SADC EU reach economic partnership agreement
31 Jul 2014
Minister of Trade and Industry, Ms Dorcas Makgato-Malesu says the Economic Partnership Agreement (EPA) between the European Union (EU) and SADC has been concluded.
Briefing the media on July 30, Ms Makgato-Malesu said agreement will ensure that there will be no interruption of trade and market access for SADC exports to the EU market until the agreement is in force.
She said the SADC EPA group consists of seven SADC member states out of 15 and it is constituted by the five Southern Africa Customs Union (SACU) being Botswana, Namibia, Swaziland, Lesotho and South Africa plus Mozambique and Angola.
The minister said Botswana is the coordinator of the SADC EPA Group at ministerial level while the permanent secretary in her ministry is the lead negotiator for the senior officials in their engagement with EU.
She said Botswana exports will be able to access the EU market duty free quota free meaning that market forces permitting, the country can export as much of its produce to the EU market as it could both industrial and agricultural goods.
The Minister said the other benefit is that the agreement EPA has managed to preserve the common external tariff (CET) which binds the Southern African Customs Union (SACU) together as all member states have initiated the agreement and will, in all likelihood, proceed to sign and ratify it.

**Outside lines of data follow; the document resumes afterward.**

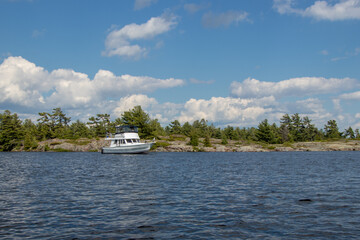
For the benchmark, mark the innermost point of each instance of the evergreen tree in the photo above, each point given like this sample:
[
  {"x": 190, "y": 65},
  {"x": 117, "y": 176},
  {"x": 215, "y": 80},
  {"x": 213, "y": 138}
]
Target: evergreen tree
[
  {"x": 194, "y": 138},
  {"x": 332, "y": 130},
  {"x": 175, "y": 127},
  {"x": 186, "y": 129},
  {"x": 100, "y": 125},
  {"x": 137, "y": 117},
  {"x": 264, "y": 132},
  {"x": 349, "y": 133},
  {"x": 10, "y": 131}
]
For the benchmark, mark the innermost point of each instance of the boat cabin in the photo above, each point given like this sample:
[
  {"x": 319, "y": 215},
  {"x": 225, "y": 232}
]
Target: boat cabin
[{"x": 126, "y": 129}]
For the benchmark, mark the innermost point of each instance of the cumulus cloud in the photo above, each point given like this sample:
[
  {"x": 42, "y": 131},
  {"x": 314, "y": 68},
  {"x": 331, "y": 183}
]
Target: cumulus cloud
[
  {"x": 351, "y": 96},
  {"x": 304, "y": 86},
  {"x": 193, "y": 8},
  {"x": 227, "y": 110},
  {"x": 322, "y": 10},
  {"x": 140, "y": 4},
  {"x": 22, "y": 83},
  {"x": 213, "y": 20},
  {"x": 164, "y": 112},
  {"x": 121, "y": 42}
]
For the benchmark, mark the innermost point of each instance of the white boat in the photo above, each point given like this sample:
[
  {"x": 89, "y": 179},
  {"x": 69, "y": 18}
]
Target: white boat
[{"x": 126, "y": 140}]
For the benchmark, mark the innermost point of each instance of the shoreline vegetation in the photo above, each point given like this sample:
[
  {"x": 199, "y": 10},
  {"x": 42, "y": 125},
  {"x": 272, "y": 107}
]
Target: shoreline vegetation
[
  {"x": 53, "y": 132},
  {"x": 180, "y": 143}
]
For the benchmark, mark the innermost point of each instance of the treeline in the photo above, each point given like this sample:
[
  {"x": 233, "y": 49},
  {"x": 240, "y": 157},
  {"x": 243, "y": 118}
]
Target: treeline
[{"x": 15, "y": 133}]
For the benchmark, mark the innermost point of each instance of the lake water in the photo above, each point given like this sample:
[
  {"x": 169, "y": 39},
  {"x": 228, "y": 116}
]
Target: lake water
[{"x": 289, "y": 195}]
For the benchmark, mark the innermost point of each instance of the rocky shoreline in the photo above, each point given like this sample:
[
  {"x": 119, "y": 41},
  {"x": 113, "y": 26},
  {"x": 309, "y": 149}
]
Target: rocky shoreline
[{"x": 180, "y": 144}]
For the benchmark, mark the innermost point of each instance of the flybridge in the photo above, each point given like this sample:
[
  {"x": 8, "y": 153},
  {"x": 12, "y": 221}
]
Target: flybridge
[
  {"x": 126, "y": 140},
  {"x": 126, "y": 129}
]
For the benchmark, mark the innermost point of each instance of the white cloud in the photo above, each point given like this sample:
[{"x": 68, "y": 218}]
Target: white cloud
[
  {"x": 193, "y": 8},
  {"x": 196, "y": 81},
  {"x": 24, "y": 84},
  {"x": 351, "y": 96},
  {"x": 120, "y": 42},
  {"x": 322, "y": 10},
  {"x": 212, "y": 20},
  {"x": 140, "y": 4},
  {"x": 165, "y": 112},
  {"x": 304, "y": 86},
  {"x": 21, "y": 82},
  {"x": 227, "y": 110}
]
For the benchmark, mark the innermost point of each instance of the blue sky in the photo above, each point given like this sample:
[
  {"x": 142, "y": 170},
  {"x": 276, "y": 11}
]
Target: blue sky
[{"x": 229, "y": 62}]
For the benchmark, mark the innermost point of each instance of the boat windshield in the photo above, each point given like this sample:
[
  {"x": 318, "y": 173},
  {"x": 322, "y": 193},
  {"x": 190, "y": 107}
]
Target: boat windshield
[{"x": 126, "y": 129}]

Ms Makgato-Malesu said the EPA has a very flexible rules of origin which will facilitate intra-regional trade and industrialisation across Africa as they allow Botswana to cumulate with the rest of Africa and the other benefit is that the country have also managed to negotiate very flexible terms for export taxes and this was one of the long standing sticky unresolved issues preventing conclusion of the EPA.

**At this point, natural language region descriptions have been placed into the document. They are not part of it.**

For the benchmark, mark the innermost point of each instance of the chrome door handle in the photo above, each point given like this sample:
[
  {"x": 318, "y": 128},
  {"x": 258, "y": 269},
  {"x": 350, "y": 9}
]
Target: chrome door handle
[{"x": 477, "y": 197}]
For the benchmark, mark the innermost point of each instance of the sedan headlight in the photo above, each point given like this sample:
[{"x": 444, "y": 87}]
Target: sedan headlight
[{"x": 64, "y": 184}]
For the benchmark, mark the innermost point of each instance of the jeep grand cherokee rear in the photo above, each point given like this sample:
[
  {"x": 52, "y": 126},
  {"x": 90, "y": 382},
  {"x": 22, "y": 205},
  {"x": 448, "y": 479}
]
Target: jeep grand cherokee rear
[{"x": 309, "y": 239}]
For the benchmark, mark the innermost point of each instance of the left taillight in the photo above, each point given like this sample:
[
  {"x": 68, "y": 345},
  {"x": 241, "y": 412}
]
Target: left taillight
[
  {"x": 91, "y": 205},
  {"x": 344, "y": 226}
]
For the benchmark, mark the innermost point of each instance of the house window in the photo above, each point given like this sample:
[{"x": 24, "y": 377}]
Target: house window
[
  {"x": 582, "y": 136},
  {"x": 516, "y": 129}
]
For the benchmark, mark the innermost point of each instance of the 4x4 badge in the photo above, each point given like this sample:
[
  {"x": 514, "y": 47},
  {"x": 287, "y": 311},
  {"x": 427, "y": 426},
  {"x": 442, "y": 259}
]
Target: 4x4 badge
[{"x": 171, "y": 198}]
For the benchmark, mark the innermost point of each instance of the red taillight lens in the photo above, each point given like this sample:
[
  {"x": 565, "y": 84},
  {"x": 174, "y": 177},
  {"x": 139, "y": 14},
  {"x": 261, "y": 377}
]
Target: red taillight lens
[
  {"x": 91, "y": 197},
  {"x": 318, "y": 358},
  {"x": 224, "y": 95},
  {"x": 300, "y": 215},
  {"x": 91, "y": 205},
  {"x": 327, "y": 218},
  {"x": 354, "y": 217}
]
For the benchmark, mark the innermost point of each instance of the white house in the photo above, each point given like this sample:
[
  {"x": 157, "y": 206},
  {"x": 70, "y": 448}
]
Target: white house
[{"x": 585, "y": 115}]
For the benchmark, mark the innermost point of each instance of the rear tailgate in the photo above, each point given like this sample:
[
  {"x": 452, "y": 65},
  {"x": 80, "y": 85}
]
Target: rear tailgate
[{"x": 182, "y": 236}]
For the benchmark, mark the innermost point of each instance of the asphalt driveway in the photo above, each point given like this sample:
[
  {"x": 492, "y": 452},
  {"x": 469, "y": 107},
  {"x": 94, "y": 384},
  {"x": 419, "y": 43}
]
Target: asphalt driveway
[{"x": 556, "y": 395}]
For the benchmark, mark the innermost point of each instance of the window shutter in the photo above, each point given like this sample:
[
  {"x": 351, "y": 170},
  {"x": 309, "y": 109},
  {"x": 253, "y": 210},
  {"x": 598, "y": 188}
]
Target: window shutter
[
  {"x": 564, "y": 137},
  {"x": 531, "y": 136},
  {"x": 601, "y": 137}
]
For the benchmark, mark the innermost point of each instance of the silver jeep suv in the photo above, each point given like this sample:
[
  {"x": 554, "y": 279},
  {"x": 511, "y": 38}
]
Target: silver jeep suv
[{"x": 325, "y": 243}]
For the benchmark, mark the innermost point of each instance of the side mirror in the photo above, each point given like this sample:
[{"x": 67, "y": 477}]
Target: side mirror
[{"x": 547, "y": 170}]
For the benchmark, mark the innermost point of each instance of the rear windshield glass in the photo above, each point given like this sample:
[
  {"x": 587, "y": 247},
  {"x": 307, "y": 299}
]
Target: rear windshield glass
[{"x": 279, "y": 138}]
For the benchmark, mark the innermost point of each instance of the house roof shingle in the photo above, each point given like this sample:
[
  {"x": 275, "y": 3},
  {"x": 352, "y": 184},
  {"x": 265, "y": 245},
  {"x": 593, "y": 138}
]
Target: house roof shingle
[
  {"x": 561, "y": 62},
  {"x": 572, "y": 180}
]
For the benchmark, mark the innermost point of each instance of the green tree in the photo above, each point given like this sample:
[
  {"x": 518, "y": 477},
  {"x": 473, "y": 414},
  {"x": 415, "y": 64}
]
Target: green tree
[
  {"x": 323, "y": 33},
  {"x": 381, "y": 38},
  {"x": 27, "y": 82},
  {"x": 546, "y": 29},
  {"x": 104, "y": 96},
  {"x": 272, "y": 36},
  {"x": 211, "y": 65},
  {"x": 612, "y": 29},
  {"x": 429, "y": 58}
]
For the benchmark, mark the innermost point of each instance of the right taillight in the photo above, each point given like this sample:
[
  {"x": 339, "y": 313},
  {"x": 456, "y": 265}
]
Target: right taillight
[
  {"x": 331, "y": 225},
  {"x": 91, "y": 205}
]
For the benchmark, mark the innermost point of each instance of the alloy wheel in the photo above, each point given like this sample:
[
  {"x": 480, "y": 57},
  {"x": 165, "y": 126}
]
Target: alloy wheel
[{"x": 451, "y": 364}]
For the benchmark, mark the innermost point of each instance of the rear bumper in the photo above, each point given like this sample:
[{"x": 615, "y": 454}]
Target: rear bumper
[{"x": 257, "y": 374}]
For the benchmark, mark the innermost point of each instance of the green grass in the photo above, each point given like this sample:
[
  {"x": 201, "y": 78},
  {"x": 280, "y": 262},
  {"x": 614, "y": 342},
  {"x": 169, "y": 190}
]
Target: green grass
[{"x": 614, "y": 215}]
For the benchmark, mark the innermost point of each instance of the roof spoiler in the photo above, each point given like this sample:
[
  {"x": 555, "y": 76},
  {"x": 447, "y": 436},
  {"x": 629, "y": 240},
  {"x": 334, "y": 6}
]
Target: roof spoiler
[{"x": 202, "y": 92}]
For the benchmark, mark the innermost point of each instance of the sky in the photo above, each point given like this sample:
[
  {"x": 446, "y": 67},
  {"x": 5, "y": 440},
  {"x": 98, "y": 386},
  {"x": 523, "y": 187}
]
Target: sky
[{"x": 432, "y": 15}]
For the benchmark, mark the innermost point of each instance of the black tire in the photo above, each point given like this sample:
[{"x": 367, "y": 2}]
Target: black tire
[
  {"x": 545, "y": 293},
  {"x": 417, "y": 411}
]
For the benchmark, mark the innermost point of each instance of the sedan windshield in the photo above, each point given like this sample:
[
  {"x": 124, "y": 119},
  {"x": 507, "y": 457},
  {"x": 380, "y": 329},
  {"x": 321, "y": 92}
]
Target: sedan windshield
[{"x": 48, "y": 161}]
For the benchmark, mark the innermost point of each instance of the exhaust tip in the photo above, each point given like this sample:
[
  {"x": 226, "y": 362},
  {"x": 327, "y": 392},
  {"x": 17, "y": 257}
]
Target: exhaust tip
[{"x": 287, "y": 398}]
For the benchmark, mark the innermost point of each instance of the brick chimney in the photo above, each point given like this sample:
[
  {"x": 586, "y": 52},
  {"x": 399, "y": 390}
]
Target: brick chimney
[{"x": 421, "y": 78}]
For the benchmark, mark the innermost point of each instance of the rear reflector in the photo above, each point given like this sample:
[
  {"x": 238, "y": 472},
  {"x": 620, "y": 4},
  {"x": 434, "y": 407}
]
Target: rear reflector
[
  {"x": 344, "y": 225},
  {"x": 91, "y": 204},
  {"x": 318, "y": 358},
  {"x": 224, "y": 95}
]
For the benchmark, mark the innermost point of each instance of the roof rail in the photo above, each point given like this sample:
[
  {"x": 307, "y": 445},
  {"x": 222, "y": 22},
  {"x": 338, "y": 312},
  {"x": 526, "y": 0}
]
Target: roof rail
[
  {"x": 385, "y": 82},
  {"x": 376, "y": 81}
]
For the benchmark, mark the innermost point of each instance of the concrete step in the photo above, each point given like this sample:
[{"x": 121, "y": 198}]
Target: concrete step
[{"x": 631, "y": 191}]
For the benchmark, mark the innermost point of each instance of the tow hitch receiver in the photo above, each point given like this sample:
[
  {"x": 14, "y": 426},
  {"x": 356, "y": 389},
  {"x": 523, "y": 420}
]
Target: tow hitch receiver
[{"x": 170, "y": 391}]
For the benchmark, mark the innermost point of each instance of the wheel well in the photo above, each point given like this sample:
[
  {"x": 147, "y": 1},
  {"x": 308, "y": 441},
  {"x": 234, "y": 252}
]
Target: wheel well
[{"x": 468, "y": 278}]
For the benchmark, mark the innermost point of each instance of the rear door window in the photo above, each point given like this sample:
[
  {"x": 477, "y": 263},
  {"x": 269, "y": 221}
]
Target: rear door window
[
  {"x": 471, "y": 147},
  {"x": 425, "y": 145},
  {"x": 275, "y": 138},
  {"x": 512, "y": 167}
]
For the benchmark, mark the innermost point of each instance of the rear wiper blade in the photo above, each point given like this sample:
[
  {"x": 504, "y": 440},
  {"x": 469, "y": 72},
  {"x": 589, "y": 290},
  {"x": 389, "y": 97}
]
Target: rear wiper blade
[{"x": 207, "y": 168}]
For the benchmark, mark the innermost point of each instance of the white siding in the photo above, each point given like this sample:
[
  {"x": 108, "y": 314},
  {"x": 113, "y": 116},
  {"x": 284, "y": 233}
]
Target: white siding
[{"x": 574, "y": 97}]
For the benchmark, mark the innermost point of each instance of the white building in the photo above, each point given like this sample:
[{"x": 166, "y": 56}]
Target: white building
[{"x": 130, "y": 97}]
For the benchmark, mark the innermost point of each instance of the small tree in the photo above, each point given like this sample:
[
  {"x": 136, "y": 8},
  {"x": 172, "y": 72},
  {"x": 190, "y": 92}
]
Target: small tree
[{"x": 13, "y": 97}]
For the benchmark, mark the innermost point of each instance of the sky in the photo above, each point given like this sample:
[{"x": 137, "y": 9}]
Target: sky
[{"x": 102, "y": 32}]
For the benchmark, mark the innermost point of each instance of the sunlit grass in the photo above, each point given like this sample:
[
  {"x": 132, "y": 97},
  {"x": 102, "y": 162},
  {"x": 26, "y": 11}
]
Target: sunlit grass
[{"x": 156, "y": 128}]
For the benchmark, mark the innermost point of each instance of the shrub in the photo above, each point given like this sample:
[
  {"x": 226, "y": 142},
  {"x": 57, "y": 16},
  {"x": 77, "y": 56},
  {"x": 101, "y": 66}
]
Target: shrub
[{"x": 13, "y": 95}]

She said they also managed to get agreement from the EU that they will eliminate export subsidies on agricultural goods destined for the SACU market and they also managed to restore a safeguard safety-net for Botswana, Lesotho, Namibia and Swaziland sensitive products which had previously been liberalised and reduced to zero tariffs under the Trade, Development and Cooperation Agreement between South Africa and EU which the BLNS were de facto implementing in SACU.
She said it is anticipated that all these processes will take approximately six months for the Botswana and between 8 and 12 months for those with the most tedious processes within the group.
For his part, the EU Ambassador, Mr Gerard McGovern said the agreement has been carefully negotiated to uphold four important principles; taking into account level of development, asymmetry, foster regional integration and moving away from unilateral preferences and into relationship where trade between the parties is governed by a joint and bilateral agreement.
He said the agreement is a win-win situation and said firstly they consolidate the concessions Botswana already gives the EU today and in addition there is some new market access in wheat, barley, butter, some meat products like offals and cheese.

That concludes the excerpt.